We found a teeny gap in the crowd settling in around the street. It was a small little patch of curb we could call our own, temporarily. Immediately next to us was a man, a woman, and a four-year-old daughter that began throwing a tantrum, while the woman spoke in a placating voice. “We’ll get you a donut. We’ll get you another donut. We’ll get you your own donut…”
I scanned the environment and saw we were in a river of collapsible chairs. Almost everyone was sitting in one. We were among the minority that planned to sit our butts directly on the curb.
The parade began. Creative floats and large groups of coordinated dancers moved by. A group of retired firemen looked surprisingly handsome in kilts while blowing on some bagpipes. The woman next to me crooned to her daughter in high pitch at every sight. “Look at the doggy…oooohhh there’s that mean Grinch…look at the pretty dresses…”
The husband scuffed at the woman with the job of shoveling up horse poo behind the group of six horses. “That’s the worst job you can get,” he snickered.
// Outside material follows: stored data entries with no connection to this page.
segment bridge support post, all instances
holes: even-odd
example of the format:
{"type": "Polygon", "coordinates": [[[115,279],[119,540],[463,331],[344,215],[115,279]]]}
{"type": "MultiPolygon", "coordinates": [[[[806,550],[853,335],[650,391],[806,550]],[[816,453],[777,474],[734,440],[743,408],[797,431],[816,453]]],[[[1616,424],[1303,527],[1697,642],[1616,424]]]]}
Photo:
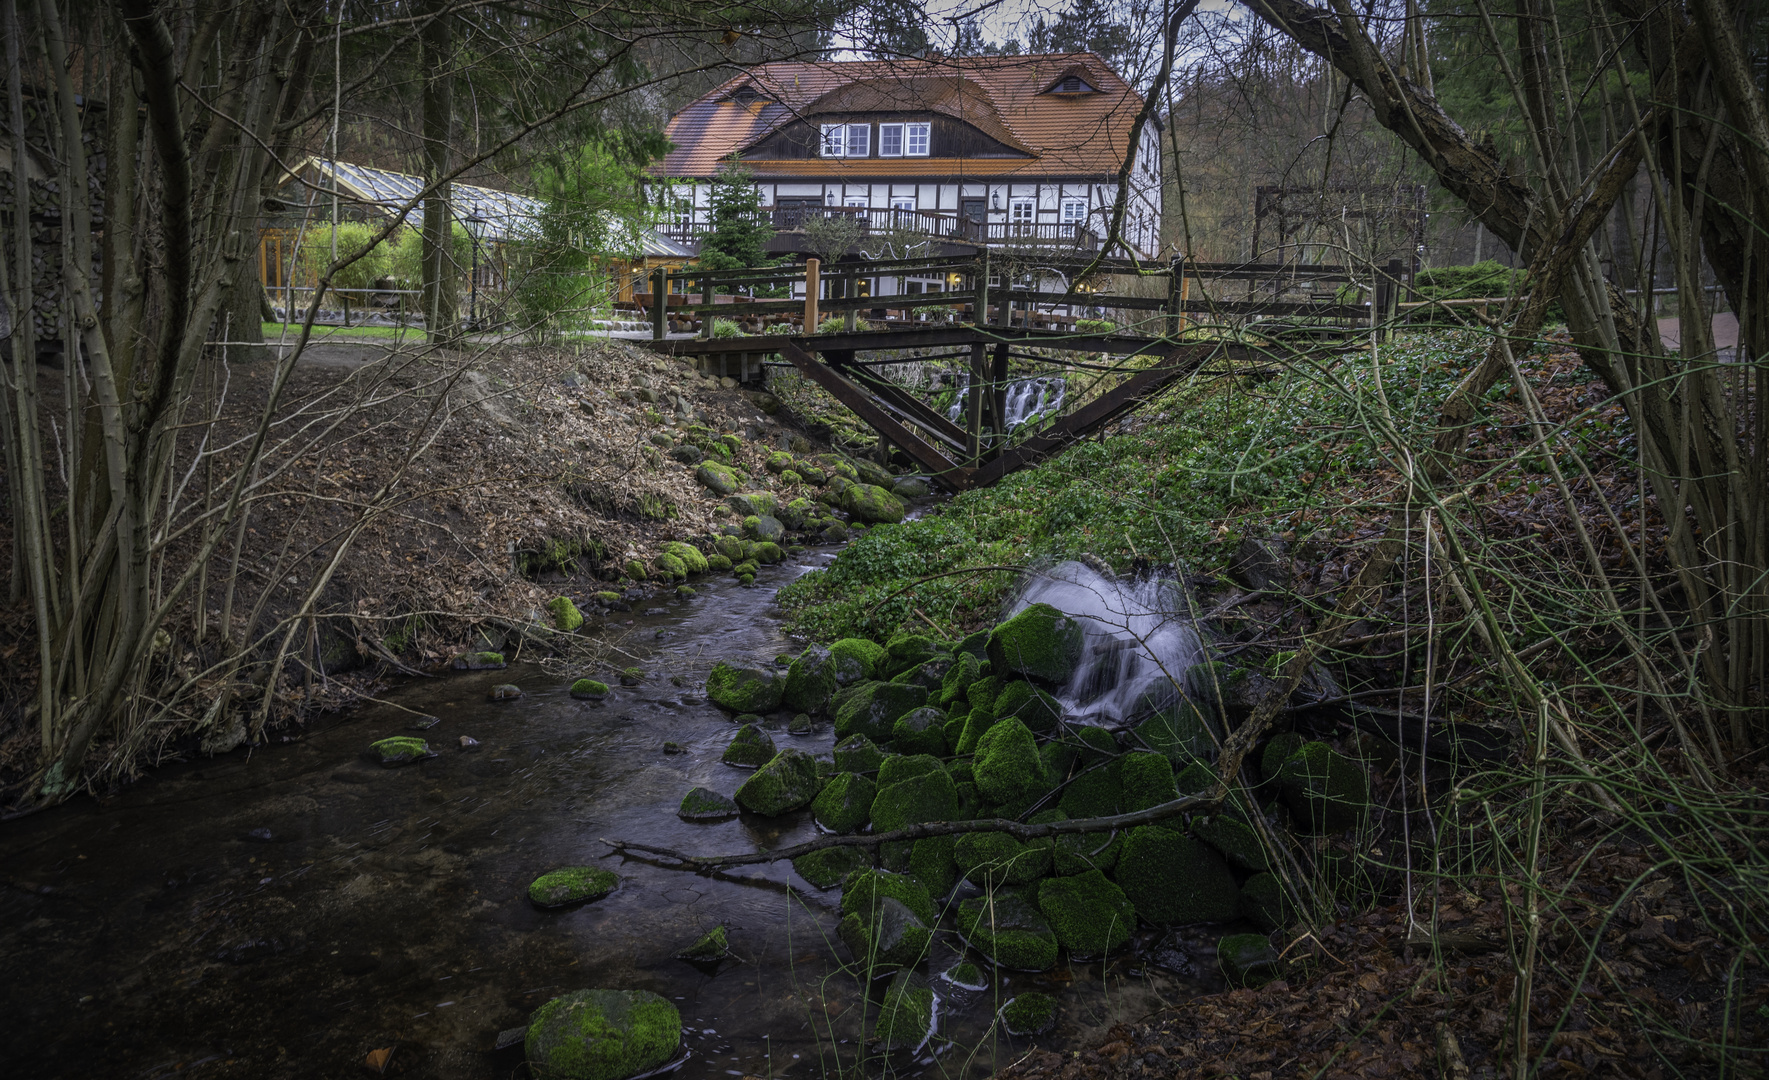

I suspected he had never smelled a fresh chicken poo. Next, the VW dealer and crew drove some brand spanking new average looking SUVs slowly down the street while blaring Christmas music. The husband stared with lust at the shiny new paint.
I’m going to stop here and point out that I am a natural-born skeptic; I’m a critic, a creature of doubt.
I periodically debate with myself the appropriateness of judgement. Is it wrong to judge people? We should be kind and accepting, I say to myself, right before shouting no! We should not accept poor choices and weak behavior. If you make excuses for, or explain away a problem, how can you ever fix it?
I dislike that ninety percent of the crowd is satisfied living in a cookie cutter restrictive homeowner’s association devoid of anything beyond human life (and sod.) Why aren’t we excited about owning our own property where we can do what we liked on it, rather than turning our homes into a status symbol to keep up with the Jones’? And I dislike that my average fellow American looks down on manual labor and seeks luxury living, which involves a great deal of disposable items and shiny new things. I also dislike that a lot of parents feel guilty if they don’t treat their children like royalty. All of these things feel like sneaky little symptoms of a big problem.
Fake snow, every southern child's favorite part.
The parade ended, and opened candy wrappers littered the ground. Everyone collapsed their collapsible chairs and started heading back to their vehicles.
I had that is it wrong to judge debate, and decided once again that until things change I’ll be sitting in public squinting my eyes at the people like the guy that chose to wear that I do it for the ho’s shirt, because society needs critics.
It’s my civic responsibility. Your welcome.